Dive Brief:
- Representatives of the National Waste & Recycling Association (NWRA) New York chapter are calling for an increased rate cap on private carter fees, which pay for removal of trade waste and recyclables for commercial customers. In their presentation to New York City’s Business and Integrity Commission, the local NWRA argued the need to address increased equipment, labor, and insurance costs.
- The organization called the cap an obsolete component of BIC oversight, noting that New York is the only city in the U.S. with such a restriction imposed on fees for commercial wastes and recyclables.
- Mike Hellstrom, the business manager and secretary treasurer of Laborers Local Union 108, said the local union supports a rate increase industry-wide and called on the BIC to abolish the cap altogether.
Dive Insight:
With evolving trends in services to reduce waste and increase recycling, the rate cap for carting service has all but disappeared.
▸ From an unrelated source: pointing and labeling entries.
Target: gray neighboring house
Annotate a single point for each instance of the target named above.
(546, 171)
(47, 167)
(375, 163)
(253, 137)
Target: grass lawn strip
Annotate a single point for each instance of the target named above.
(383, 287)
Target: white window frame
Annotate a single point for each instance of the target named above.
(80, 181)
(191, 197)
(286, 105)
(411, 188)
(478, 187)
"The rate cap is an antiquated vestige that was made to deal with problems of a prior generation. These issues no longer exist," said Thomas N. Toscano, NWRA chapter chair. "To change this industry for the future the rate cap needs to be eliminated, or at least raised beyond the historic 3% only when a crisis arises."
The private waste industry now collects and manages more than 75% of the commercial trade waste and recyclables produced by the city’s 225,000 plus commercial entities. In October, the Transform Don't Trash NYC coalition released a report which states that small businesses face faulty service, unfair pricing, and inadequate recycling from the city's private waste disposal companies.